Noncompetes are a Non-starter.
Four noncompete bills were filed in 2022 to include a LSMS requested one. Sen. Jay Morris filed SB 385 specific to physician contracts at our request. Unfortunately, legislative leadership did not have an interest in seeing any noncompetition legislation move and successfully kept them all bottled up in committee where they died upon adjournment: - SB 385 by Sen. Jay Morris was requested by LSMS and was specific to physicians. - SB 238 by Sen. Cleo Fields was very broad and addressed the full spectrum of employee contracts. - SB 427 by Sen. Franklin Foil was specific to physicians employed by state entities. - HB 1037 by Rep. Mandie Landry also addressed all noncompete clauses and very closely mirrored the White House’s Executive Order on noncompetes.
The arguments related to standard of care under emergency situations are many and complex. SB 220 by Sen. Katrina Jackson and SB 346 by Sen. Jimmy Harris both focused on how to make the standard of care relate to the actual emergency. After many meetings between the interested parties and two hearings before the Senate Judiciary A Committee, the authors pulled back their bills and agreed to continue working towards language for legislation next year. Thank you to Dr. Jeff White from Shreveport for testifying before the committee and working with the stakeholders to offer alternative language.
Anti-Trust Protections Get Controversial.

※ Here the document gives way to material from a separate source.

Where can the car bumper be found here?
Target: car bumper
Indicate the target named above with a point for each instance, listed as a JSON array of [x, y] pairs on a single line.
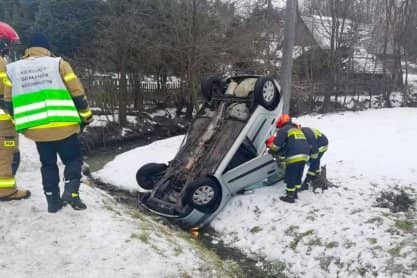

SB 276 by Senate Insurance Committee Chairman Kirk Talbot started as a “placeholder” bill but was amended during its committee hearing to become one of the most controversial bills of the session. As amended, it exempted all managed care organizations from any provision of the law including Louisiana anti-trust statutes. It also included retroactive language which would have removed Louisiana’s largest health insurer from a lawsuit currently moving through the courts. The bill failed to pass by a vote of 14 to 20. The author gave notice of reconsideration which allowed it to be considered for a second vote at a later date. Despite intense lobbying efforts to pass the bill and amendments to address concerns of legislators, the insurance companies fell one vote short.